その強い口調と、ブルーアイのまっすぐな視線を受け止めて、大きな体を縮めているのが恥ずかしくなるが、まだ勇気が足りない。長年の隠し事に守られていたあの感覚が懐かしいとは言わないが、後ろを振り返るのが怖くなることはなかった。
なんて弱い。
「ショーン?」
「……うん……」
ごめん、という言葉はキスで止められた。そして、ホールデンは少しずつ青い目を潤ませて、頭を横に振る。
「君のお父さんから、電話があったんだ」
「……え……」
「オフィスに」
知らなかった、と目を丸くするショーンにホールデンはしっかり頷く。
「父親は上手く息子と話せない時がある、彼はそう言ったよ」
それから、
「全試合、残さず見ていたと伝えて欲しいと」
「……まさか、だって、父さんは寒いのが苦手だったのに……」
オープン戦も大学生との練習試合も全部、とホールデンは続けて、喉の奥でくつくつと笑った。

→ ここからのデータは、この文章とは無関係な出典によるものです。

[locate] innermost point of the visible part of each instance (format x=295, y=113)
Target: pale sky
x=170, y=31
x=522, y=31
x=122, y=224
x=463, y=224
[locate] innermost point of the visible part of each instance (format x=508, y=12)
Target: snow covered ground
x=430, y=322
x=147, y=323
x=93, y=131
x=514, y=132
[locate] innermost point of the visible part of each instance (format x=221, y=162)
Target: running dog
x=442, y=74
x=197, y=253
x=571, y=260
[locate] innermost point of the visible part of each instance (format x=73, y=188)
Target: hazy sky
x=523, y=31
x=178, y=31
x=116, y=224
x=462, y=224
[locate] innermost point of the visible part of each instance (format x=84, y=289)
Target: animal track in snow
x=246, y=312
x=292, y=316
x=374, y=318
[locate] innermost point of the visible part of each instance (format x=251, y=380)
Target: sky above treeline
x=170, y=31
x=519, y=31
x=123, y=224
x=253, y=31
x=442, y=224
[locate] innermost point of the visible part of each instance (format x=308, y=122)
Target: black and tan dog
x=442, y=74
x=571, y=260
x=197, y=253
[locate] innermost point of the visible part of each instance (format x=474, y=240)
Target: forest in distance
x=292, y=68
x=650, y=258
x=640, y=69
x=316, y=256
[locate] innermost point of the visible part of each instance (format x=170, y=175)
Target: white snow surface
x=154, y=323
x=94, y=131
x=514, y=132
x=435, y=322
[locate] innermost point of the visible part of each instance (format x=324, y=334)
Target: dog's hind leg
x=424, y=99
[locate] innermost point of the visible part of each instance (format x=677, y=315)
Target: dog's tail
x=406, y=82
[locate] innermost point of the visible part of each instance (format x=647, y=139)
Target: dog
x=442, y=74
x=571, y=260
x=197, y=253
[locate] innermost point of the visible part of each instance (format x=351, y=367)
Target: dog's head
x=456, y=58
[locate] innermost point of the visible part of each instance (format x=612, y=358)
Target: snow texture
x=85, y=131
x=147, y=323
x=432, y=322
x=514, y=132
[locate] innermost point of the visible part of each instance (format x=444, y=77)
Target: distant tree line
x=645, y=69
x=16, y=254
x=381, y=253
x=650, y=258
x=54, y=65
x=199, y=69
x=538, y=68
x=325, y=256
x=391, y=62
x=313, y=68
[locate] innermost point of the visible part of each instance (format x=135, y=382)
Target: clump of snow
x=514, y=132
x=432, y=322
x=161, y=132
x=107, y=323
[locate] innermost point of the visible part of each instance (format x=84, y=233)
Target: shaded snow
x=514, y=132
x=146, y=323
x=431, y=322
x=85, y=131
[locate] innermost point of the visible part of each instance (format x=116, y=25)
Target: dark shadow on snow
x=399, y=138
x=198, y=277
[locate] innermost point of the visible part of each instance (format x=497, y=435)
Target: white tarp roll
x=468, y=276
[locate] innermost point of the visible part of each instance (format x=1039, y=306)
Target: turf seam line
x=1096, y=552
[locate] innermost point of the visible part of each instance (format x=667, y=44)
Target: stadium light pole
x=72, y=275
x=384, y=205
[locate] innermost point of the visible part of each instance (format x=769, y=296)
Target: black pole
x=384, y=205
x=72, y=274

「チケットを贈ったのに、全部自腹で見たって言われたよ。ショーン、お父さんは君に似てとても頑固だ。エアチケットも受け取らなかった」
それから、
「とてもチャーミングだ」
と言ってホールデンは片目をつむる。もう涙の色は見えない。
「君に会いたくて仕方がないのか、一度電話をしたら、もう五回も催促の電話がかかってきてて、困ってるんだよ。テキストだって、ほら」
犬を飼ったなんて知らなかった。
ママのその髪の色、どうしたんだ!すっかりブロンドじゃないか。
学生時代、乗っていた車もまだガレージにある。
「……こんなメール、寄越してきたことなかったのに……」
「おかげで俺は息子自慢と、牽制をされる羽目に。はしばしにおまえはまだ認めていないぞって言われているようで、困っているんだ」
できれば、反論したいし、今度はどのホテルチェーンを買収すれば認めてもらえるのか、教えてもらいたい。
かなりの優良物件だと思うんだけど。
「ホールデンよりいい男なんているわけない!」
「もっと言って、ダーリン」
最高の気分だ、と笑うハンサムのモバイルが、また震えた。
まさか、と思って覗きこむとそこには自分の幼い頃の写真が添付されたテキストが届いていた。こんなかわいいショーンを知っているのは俺だけだと自慢しているらしい。
それなら、俺に一言、とは思うのだけれど。
今まで父親との対話で自分をごまかし続けていたことを思い出すと強くも言えない。
「オーケイ……、来週末はシスコだ……」
「そう来なくっちゃ」
じゃあ、お父様には俺から、とホールデンは肩をすくめて片目をつむった。
「君の怖いものを俺は少しずつ減らして行けるかな?」
「……君が一番怖くなるかな?」
でも、
「それなら……たぶん最高に幸せなことだと思う」
ホールデンは両手を挙げて、にっこりと微笑んだ。
「その前に最高に幸せになったのは俺だな」
ハッピーバレンタイン、と唇で語り、それからその長い腕でしっかりと抱きしめてくれたホールデンの腰をしっかりと抱き返し、愛してる、と耳元で囁いた。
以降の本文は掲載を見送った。